Closed Thinkofname closed 4 years ago
cc https://github.com/rust-lang/rust/issues/36246 @arielb1
Should this drop test.b
or not? I can't figure that out from the RFC.
That println is distracting, so I reworded the example a bit:
{
let mut test = Test { a: A(3) }; // test.a is initialized -> test.b is initialized, test is initialized
{
let tmp_b = test.b; // test.b is uninitialized (moved out) -> test.a is uninitialized, test is uninitialized
// tmp_b is initialized
} // tmp_b is dropped, B is printed
test.b = B(0.5); // test.b is initialized -> test.a is initialized, test is initialized
// test.b is not dropped on assignment because it was uninitialized
} // test is dropped (noop)
And if you move out a subfield?
#![feature(untagged_unions)]
union U {
x: (Box<u32>, Box<u32>),
y: Vec<u32>,
raw: [u64; 4]
}
fn main() {
let mut u = U { raw: [0; 4] };
unsafe {
drop(u.x.1);
if true {
u.y = Vec::new(); // what does this drop?
} else if true {
u.x = (Box::new(0), Box::new(1));
} else {
u.x.0 = Box::new(0); // and this?
}
}
}
@arielb1
#![feature(untagged_unions)]
union U {
x: (Box<u32>, Box<u32>),
y: Vec<u32>,
raw: [u64; 4]
}
fn main() {
// init u.raw -> init (u.x, u.y) -> init u
let mut u = U { raw: [0; 4] };
unsafe {
// uninit u.x.1 -> uninit u.x -> uninit (u.y, u.raw) -> uninit u
// u.x.0 is still initialized
drop(u.x.1);
if true {
// init u.y -> init (u.x, u.raw) -> init u
// u.y was uninitialized, not dropped on assignment
u.y = Vec::new(); // what does this drop?
} else if true {
// init u.x -> init (u.y, u.raw) -> init u
// u.x was uninitialized, not dropped on assignment
u.x = (Box::new(0), Box::new(1));
} else {
// assign u.x.0
// u.x.0 was initialized, dropped on assignment
u.x.0 = Box::new(0); // and this?
}
}
}
I tried to describe the scheme in https://github.com/petrochenkov/rfcs/blob/e5266bd105f592f7408b8592c5c3deaccba7f1ec/text/1444-union.md#initialization-state and https://github.com/petrochenkov/rfcs/blob/e5266bd105f592f7408b8592c5c3deaccba7f1ec/text/1444-union.md#move-and-initialization-checking
@petrochenkov
That... sounds like something that would be fun to implement.

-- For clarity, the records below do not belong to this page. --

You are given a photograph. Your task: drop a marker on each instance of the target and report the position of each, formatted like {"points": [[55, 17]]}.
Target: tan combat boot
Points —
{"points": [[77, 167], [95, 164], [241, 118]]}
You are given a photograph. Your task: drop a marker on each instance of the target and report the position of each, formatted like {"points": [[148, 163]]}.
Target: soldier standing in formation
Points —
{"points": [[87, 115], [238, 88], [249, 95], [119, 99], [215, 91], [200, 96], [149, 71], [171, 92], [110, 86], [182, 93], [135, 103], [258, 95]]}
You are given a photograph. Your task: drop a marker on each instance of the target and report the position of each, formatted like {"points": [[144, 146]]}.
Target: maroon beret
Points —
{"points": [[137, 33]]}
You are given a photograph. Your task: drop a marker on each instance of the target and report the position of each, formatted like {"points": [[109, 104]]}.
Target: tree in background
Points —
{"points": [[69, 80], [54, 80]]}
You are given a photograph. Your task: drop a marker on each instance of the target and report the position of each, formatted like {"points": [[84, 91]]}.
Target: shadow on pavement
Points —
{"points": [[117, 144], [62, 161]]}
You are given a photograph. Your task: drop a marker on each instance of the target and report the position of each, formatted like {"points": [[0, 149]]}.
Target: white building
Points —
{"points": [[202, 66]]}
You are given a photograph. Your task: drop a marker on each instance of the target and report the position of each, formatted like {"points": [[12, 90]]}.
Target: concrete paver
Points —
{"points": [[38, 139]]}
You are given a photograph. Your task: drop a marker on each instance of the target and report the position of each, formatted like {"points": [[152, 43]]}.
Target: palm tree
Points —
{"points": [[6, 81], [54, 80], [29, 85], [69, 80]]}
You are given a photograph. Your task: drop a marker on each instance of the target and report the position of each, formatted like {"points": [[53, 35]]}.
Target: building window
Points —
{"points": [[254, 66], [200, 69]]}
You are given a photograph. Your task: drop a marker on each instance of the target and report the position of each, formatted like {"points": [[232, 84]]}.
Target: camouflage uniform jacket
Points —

I think people will be confused by these run-time semantics. Should we prohibit replacing into partially-initialized unions?
Quite likely a duplicate of https://github.com/rust-lang/rust/issues/48962
cc @retep007 -- can you quickly test if this is a duplicate of #48962 ?
@nikomatsakis It seems not to be related to #48962 . I could take a look at this
When I tried to minimise example I found out that if either of println!("{:?}", unsafe { test.b });
, unsafe { test.b = B(0.5); }
is removed it does not ICE. Any ideas?
What is the backtrace where the ICE occurs?
Though reading the back-and-forth between @petrochenkov and @arielb1, it sounds like there is some confusion also as to what we should do upon assignment to a union field. I guess this has to do with whether to drop the pre-existing data or not (in part because the compiler doesn't have visibility into whether or not the union is initialized). I don't know that we can blame this ICE on NLL per se.
@nikomatsakis
This is not an NLL problem - it occurs even without #[feature(nll)]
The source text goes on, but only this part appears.